Interesting Marshall should cite Soundgarden as one of his major influences because their presence can certainly be heard throughout this release. But given these tracks were written around 15 years ago, you have to wonder what Marshall felt he had to do to revamp the songs to better suit the soundscape of the now. “I guess the grunge era is a little bit dated but it’s still very much respected and liked,” he says.
“Finding a contemporary sound with the same style was a bit of a challenge but I worked closely with two producers [Ben Kerswell and Allan Lahey] who were great with modern technology which we were able to combine with the original style.”
I’ve got that writing bug again. Once I pick up a guitar I can’t put it down and the songs just flow.
[ Marshall ]
Back in the day when Marshall wrote these tracks, he was coming out of a very heavy band, a totally different style of music to what he would end up playing, a style he cemented in this release. “Melody has always been something that’s important in vocals, having a strong chorus. So going from something very heavy, at the time I guess it was a working class thing, that working class bands were so into that kind of thing.”
Marshall calls grunge a dated genre, and yet at his recent EP launch at The Milk Factory in Brisbane, the reception to his spin on the historical and revered sound was, Marshall says, pretty positive. “I think there’s a market for it, to come back as music does full circle. 80’s [music] made a huge comeback.
“There’s a lot of glam rock and hairspray rock bands that are making a comeback and it’s all got a lot to do with making money as a band and trying to survive–nowadays the only way to make money, I would assume, is touring. To get bums on seats.
“Downloads and record sales aren’t helping anymore.”
Touring further off the back of this EP is, Marshall says, the only way he can conceive of him getting his music out there and understood. “Touring is the only way to make a mark. In the 80s when you first began as a band the only way to be heard was to play gigs. You’d win over a crowd and you’d have a following.
“The only way I can see forward at the moment is to just gig, and gig, and gig.”

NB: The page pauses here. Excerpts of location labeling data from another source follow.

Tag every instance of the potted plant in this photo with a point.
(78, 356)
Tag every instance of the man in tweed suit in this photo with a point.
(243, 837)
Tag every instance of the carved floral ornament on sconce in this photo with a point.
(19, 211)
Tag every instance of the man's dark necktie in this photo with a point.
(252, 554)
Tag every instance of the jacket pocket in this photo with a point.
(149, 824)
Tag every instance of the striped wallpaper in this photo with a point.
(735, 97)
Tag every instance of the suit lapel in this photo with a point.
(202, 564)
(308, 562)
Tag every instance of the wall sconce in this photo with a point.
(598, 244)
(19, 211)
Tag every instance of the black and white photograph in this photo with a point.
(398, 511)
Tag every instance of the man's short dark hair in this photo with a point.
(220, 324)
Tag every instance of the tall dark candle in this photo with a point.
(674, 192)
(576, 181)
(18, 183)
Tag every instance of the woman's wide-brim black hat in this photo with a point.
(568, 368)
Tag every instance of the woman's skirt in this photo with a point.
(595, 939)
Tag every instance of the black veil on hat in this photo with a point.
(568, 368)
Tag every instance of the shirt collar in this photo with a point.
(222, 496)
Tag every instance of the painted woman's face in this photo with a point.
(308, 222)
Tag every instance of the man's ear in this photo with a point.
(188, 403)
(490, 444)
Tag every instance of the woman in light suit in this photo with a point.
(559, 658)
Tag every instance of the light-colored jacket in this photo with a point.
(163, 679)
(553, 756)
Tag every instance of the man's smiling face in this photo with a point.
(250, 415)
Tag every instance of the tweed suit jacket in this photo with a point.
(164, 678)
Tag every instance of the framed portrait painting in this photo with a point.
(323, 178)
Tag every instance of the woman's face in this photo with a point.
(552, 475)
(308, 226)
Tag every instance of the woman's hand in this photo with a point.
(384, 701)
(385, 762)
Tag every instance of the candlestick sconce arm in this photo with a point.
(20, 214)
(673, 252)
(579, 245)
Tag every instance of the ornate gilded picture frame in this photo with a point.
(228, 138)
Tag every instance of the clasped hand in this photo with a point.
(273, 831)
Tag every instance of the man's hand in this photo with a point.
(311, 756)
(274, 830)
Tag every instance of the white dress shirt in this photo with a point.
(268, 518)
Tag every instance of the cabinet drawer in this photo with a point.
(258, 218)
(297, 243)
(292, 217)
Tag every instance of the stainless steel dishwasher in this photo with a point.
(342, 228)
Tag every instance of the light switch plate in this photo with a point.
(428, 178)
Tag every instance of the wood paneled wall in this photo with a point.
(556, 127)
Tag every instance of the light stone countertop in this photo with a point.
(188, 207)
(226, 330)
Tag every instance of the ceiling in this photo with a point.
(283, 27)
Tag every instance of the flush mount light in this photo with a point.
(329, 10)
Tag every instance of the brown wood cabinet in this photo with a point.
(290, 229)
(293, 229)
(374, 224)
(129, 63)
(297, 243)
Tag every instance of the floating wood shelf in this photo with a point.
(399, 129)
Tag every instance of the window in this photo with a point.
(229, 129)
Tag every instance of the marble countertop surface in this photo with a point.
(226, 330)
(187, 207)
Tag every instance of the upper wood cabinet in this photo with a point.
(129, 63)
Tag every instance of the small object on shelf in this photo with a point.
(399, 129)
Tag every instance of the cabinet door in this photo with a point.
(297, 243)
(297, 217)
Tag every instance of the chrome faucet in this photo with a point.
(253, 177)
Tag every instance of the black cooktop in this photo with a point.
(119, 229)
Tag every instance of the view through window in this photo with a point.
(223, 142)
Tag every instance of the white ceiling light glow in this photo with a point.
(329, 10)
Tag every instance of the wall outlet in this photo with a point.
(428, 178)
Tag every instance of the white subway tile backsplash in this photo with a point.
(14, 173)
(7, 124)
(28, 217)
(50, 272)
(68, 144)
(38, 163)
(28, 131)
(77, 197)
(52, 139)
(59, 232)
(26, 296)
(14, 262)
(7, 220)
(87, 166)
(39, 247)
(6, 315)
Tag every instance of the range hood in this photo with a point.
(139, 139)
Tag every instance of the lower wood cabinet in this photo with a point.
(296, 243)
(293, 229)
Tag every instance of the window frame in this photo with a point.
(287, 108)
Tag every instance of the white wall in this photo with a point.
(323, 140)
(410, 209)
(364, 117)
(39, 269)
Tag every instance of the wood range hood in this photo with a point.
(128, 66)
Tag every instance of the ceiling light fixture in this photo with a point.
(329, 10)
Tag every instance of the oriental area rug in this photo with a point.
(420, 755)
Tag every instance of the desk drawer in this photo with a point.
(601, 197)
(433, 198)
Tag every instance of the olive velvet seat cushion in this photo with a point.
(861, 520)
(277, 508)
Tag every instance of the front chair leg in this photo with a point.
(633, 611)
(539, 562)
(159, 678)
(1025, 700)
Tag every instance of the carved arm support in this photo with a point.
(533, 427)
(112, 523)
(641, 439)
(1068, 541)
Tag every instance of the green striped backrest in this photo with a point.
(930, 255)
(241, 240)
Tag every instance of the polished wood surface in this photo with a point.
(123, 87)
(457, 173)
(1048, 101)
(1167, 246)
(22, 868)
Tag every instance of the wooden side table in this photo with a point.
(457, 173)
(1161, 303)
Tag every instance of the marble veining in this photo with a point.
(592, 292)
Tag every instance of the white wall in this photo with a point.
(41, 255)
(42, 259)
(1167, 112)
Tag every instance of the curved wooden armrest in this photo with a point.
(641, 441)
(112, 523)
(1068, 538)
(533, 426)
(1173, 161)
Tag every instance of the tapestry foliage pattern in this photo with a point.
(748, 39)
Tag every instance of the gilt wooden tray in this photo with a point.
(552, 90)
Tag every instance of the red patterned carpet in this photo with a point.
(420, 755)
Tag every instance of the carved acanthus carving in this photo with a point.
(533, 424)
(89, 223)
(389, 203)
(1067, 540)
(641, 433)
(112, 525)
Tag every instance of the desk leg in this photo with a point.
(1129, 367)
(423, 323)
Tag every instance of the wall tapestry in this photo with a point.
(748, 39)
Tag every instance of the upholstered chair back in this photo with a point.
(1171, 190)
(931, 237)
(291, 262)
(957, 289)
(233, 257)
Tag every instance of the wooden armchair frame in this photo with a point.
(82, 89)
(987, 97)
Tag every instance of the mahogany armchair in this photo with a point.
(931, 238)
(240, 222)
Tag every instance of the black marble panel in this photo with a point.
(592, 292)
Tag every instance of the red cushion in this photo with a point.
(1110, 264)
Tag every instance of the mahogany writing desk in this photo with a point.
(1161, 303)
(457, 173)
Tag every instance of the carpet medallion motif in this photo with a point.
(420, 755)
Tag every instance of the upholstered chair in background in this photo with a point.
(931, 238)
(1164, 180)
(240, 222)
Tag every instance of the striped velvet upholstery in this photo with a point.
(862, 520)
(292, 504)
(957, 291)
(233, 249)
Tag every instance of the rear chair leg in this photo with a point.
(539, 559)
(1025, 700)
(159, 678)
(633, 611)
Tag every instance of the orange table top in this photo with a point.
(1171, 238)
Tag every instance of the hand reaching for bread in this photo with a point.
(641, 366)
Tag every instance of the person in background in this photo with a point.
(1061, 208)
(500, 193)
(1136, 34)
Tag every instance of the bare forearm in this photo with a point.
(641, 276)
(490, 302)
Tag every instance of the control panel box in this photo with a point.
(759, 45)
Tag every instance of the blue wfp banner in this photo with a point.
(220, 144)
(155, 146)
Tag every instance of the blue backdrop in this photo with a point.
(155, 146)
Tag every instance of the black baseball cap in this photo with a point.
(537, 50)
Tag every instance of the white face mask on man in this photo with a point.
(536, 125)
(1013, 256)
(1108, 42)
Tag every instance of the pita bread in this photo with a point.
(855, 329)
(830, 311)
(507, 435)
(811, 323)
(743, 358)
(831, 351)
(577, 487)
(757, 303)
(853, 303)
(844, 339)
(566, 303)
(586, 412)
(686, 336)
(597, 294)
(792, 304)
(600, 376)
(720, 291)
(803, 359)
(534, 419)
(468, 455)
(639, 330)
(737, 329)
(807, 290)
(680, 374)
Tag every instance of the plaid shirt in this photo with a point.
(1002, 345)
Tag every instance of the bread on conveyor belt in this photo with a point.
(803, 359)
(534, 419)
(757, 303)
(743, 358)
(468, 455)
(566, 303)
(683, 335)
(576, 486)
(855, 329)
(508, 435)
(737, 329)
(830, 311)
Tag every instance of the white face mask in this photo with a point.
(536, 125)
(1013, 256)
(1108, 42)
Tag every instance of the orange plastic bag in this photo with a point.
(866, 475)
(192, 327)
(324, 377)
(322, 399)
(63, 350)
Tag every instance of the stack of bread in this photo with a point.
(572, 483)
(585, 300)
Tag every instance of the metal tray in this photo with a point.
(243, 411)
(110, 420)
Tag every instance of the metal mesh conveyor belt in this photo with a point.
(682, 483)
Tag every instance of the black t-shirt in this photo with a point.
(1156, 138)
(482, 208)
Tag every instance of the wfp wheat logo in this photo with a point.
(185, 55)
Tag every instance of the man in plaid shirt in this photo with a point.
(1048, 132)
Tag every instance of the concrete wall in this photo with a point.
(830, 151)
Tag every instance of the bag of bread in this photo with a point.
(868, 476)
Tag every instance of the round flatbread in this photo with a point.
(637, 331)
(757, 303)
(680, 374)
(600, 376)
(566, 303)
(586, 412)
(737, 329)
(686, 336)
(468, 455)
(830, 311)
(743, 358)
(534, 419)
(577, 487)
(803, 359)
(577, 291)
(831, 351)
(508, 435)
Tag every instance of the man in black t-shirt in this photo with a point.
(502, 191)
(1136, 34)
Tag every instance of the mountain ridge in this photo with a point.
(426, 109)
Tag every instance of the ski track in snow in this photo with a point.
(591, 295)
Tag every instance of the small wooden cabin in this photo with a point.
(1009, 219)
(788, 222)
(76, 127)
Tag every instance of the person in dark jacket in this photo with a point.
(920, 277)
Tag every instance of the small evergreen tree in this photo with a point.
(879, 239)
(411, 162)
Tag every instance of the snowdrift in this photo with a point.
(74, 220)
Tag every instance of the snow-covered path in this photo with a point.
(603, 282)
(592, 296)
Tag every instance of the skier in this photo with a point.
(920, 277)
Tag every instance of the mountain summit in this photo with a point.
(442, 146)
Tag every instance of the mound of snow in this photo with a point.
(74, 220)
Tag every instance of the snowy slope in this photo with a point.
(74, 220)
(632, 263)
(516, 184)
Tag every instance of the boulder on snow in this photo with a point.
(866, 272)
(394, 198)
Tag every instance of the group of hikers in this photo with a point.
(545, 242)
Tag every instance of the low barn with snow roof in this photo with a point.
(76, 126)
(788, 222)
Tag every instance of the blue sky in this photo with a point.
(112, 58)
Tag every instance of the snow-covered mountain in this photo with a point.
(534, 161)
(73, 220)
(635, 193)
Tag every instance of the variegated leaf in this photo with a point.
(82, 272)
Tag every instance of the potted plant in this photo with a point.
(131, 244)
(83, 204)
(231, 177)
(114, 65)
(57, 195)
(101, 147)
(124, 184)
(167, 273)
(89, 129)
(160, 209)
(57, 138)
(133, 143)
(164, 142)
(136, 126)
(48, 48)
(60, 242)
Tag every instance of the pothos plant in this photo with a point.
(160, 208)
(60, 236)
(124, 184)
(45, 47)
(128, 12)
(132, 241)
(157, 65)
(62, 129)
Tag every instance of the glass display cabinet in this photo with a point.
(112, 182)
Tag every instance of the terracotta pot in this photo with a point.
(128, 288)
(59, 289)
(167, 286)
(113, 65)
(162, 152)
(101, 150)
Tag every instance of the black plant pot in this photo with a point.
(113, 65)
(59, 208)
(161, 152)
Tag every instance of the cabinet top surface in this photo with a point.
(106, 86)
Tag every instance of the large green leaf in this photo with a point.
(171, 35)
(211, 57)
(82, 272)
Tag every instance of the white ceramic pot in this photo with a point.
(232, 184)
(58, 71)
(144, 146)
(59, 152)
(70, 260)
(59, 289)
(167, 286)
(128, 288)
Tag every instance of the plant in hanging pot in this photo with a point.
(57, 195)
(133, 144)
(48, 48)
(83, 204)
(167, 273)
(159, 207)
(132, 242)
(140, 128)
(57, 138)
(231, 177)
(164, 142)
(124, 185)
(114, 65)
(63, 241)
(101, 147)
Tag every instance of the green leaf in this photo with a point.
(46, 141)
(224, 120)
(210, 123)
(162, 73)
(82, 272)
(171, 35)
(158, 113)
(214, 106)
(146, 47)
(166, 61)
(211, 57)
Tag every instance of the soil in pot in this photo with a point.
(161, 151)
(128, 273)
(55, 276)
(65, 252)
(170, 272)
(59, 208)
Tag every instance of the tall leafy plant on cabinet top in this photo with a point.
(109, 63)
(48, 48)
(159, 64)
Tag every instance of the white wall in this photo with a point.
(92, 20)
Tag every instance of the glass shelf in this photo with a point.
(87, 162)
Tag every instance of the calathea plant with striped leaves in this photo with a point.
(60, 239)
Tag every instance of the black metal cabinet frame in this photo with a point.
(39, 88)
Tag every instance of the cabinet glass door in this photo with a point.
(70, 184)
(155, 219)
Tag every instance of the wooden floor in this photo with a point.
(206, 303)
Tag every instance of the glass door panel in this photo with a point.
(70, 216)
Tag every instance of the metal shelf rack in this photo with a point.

He’s sat on these tracks for a number of years, given them a rejuvenated cloak so they’d submerge neatly into the 2020s, and is adamant that he’ll tour to really spice up that organic rock nature of his–so what does that mean for Marshall’s future output? His creative energy? How do all these elements impact his new material if he’s to stay on this particular train? “I’m always writing,” Marshall stresses. “I’ve got that writing bug again. Once I pick up a guitar I can’t put it down and the songs just flow.”
“It’s a process–you write the songs, you work them out with the band, they become something of your own. You want to record them, release it, gig it, tour it–it’s a continuous cycle.”